日本では、有料の大きい公園以外では見た事ないし、そういうところでも、切符をもぎってるか大人しく掃除をしている。
イギリスでは、昔は置いていたのかな?わからない。
しかし、この公園番、威張っている。
「公園に紙くずはおことわり!」なんて年がら年中、大きな声を出されたら、相当、ウザい。リラックスしにいくとこなのに。
メアリー・ポピンズがやりかえす気持ちがわかる。
「あんたこそ、紙くず!」
大理石の男の子、ネリウスは、アイスクリームを食べたり、いつも肩越しに読んでいる<おもしろ絵本>を読んだり、充実した一日を過ごしたようだ。
最後に、像がないことに気付いたお偉いさんがさわいでいるため、台の上に復帰。
像が着ているのが、メアリー・ポピンズの上着であることに気付いた公園番はメアリー・ポピンズに、自分のピカピカの勲章がついた上着をあげる・・・いいとこあるじゃん。
◇ ◇ ◇
「ペパミントの馬」
今日は、バンクス家の子供達を連れて、お買い物。
子どもは大人の2倍歩かなくてはいけないから、買い物が終わる頃には子供達はクタクタ。それで怒りっぽい。

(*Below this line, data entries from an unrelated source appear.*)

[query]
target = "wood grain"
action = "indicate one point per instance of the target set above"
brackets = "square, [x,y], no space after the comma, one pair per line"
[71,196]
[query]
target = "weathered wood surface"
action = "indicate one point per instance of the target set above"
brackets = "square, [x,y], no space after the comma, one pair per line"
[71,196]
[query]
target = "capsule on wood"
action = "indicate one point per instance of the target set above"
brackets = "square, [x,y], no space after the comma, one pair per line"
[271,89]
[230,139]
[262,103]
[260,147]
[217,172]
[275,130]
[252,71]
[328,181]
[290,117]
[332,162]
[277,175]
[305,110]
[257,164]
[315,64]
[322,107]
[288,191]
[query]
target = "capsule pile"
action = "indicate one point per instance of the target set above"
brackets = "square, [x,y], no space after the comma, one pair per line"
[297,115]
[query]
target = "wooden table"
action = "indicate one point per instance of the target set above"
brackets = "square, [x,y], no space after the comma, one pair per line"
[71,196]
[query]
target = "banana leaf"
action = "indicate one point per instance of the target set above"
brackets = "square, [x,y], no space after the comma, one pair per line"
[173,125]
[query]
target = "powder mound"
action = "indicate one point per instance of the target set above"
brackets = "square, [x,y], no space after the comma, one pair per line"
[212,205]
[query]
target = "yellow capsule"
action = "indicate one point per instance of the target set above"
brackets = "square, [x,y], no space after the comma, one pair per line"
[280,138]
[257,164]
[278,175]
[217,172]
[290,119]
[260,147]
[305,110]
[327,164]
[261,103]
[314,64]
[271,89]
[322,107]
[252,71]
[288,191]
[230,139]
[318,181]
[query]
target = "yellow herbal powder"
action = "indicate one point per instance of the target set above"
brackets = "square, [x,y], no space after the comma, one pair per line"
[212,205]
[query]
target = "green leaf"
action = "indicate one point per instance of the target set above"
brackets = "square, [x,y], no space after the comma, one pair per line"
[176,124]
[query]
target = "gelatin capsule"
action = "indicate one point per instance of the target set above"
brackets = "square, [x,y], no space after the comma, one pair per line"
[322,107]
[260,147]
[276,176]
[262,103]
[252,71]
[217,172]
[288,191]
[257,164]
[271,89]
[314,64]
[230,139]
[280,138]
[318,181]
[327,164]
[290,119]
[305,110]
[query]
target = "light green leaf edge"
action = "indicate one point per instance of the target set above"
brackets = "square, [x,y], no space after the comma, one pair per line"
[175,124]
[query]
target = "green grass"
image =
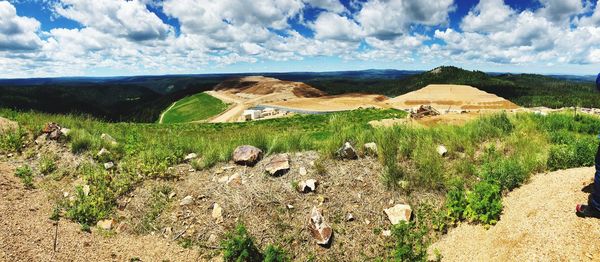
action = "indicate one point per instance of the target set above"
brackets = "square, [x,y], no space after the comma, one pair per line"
[196,107]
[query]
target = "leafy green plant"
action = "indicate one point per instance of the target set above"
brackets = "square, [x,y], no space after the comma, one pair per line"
[484,203]
[238,246]
[275,254]
[410,242]
[26,175]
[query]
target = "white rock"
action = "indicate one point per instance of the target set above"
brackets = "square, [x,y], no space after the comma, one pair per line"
[217,213]
[398,213]
[188,200]
[302,171]
[106,224]
[109,165]
[442,150]
[371,149]
[309,185]
[86,190]
[190,156]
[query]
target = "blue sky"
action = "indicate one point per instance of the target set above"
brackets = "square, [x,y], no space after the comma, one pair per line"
[117,37]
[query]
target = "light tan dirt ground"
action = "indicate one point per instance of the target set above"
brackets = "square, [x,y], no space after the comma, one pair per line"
[455,97]
[538,224]
[27,233]
[335,103]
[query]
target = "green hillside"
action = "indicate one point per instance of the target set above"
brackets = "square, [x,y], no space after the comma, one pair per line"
[196,107]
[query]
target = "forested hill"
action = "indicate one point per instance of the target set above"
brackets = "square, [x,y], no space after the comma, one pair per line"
[524,89]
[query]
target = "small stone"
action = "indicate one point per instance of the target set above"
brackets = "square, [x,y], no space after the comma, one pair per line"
[278,165]
[212,239]
[106,224]
[217,213]
[172,195]
[109,165]
[307,186]
[302,171]
[349,217]
[247,155]
[190,156]
[371,149]
[398,213]
[347,152]
[234,180]
[319,229]
[86,190]
[188,200]
[442,150]
[223,179]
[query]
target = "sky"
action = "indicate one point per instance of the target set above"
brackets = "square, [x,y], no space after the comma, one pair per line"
[54,38]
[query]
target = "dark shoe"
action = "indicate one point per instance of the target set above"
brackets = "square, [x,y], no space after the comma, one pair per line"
[587,211]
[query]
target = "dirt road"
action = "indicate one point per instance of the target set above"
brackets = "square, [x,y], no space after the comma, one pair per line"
[538,224]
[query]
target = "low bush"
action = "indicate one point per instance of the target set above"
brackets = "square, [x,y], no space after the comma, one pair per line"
[484,203]
[239,246]
[410,242]
[26,175]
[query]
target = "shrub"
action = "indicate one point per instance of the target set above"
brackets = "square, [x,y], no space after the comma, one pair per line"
[507,173]
[456,202]
[275,254]
[484,203]
[26,175]
[47,164]
[238,246]
[410,242]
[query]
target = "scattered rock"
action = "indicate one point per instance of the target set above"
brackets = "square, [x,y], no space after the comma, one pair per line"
[65,131]
[106,224]
[347,152]
[86,190]
[307,186]
[52,130]
[217,213]
[302,171]
[371,149]
[398,213]
[190,156]
[188,200]
[7,125]
[278,165]
[212,239]
[103,152]
[247,155]
[319,229]
[442,150]
[108,138]
[234,180]
[109,165]
[349,217]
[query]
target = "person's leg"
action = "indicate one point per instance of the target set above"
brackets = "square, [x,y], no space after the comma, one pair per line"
[595,198]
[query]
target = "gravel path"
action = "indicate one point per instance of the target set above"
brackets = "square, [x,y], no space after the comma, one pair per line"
[538,224]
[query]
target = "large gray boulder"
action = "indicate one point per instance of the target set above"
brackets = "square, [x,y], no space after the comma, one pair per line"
[278,165]
[247,155]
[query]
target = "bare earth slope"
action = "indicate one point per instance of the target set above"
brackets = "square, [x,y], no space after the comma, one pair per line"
[538,224]
[453,97]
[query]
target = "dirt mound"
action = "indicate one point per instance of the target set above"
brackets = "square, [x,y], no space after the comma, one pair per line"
[451,97]
[538,224]
[259,85]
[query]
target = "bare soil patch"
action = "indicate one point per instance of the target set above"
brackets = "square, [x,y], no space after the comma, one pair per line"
[538,224]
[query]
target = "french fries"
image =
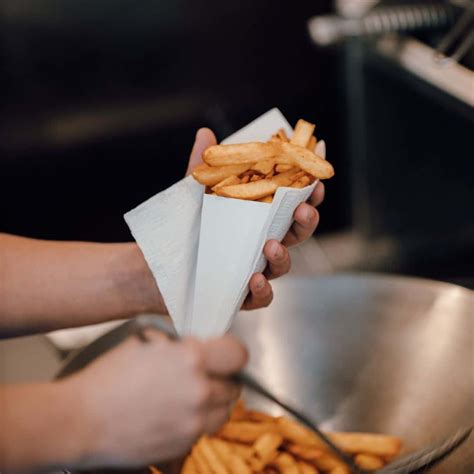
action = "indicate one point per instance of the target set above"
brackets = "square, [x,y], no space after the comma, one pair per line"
[254,171]
[253,442]
[211,175]
[303,133]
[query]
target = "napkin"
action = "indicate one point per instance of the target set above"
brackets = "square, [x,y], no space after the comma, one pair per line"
[203,249]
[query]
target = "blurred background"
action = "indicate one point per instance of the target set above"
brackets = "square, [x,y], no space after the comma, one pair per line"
[101,100]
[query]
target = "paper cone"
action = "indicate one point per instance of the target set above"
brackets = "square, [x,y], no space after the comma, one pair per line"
[203,249]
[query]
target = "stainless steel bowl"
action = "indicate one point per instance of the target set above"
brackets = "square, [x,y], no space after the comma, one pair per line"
[370,353]
[363,352]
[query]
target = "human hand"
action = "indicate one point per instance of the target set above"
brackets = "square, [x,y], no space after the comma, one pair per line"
[150,402]
[306,220]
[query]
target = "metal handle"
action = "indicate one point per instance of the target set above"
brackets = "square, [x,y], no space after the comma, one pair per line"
[161,324]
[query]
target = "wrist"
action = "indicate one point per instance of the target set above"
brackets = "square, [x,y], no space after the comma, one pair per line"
[138,286]
[43,427]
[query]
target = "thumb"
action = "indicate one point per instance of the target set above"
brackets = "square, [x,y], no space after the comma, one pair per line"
[204,139]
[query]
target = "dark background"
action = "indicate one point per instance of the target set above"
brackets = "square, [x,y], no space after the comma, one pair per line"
[101,101]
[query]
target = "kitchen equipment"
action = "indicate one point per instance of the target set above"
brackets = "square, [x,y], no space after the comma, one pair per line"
[413,462]
[363,352]
[407,75]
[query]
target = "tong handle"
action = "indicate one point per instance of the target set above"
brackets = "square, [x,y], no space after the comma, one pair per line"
[243,378]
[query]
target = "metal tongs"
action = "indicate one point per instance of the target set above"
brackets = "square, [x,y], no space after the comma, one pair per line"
[411,463]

バンクスさんの奥さんに頼まれた買い物が終了したころ、こんなことが書いてあった。
ミス・キャリコ
さとう菓子製造販売
貸し馬あり
ペパミントの匂いに誘われていくと、キャンディ売りのおばあさんを発見。
しかも、安い。めちゃくちゃ安い。なんと一本、ピン一本である。
ピン?
そう、誰だってピンの一本ぐらい洋服のどこかにさしていた時代である。ただし、バンクス家の子供達は、メアリーポピンズがつくろいものをすませているのでなし。しかたなくメアリー・ポピンズにもらう。
現代日本では安全ピンのほうがポピュラーだが、この時代はピンであろう。
しかもこのキャンディ売りのおばあさん、洋服全体がピンで覆われている。そこに刺すのだ。
こんな安値とあって、ペパミントキャンディ・ステッキ大人気。知り合いのあらゆる人が買っている。
それをなめていたマイケル。ステッキがはねまわっているのに気付いた。
まさか
そう、空をとぶ。
マイケルのばかりでない。他の子供たちのステッキも。
メアリー・ポピンズはステッキを買わなかったが、自分のこうもりがさにのって優雅に飛んでいる。
ジェーンも、他の子どももとんでいる。
そして他のひとのペパミントキャンディステッキも。
空はおおにぎわいである。空はキャンディの乗り手でいっぱいだった。
空の散歩を楽しんできたマイケル。
ジェーンは、大切にしまっておいたステッキが、ミス・キャリコに呼ばれ、空に帰っていくのをいつまでも見ていた。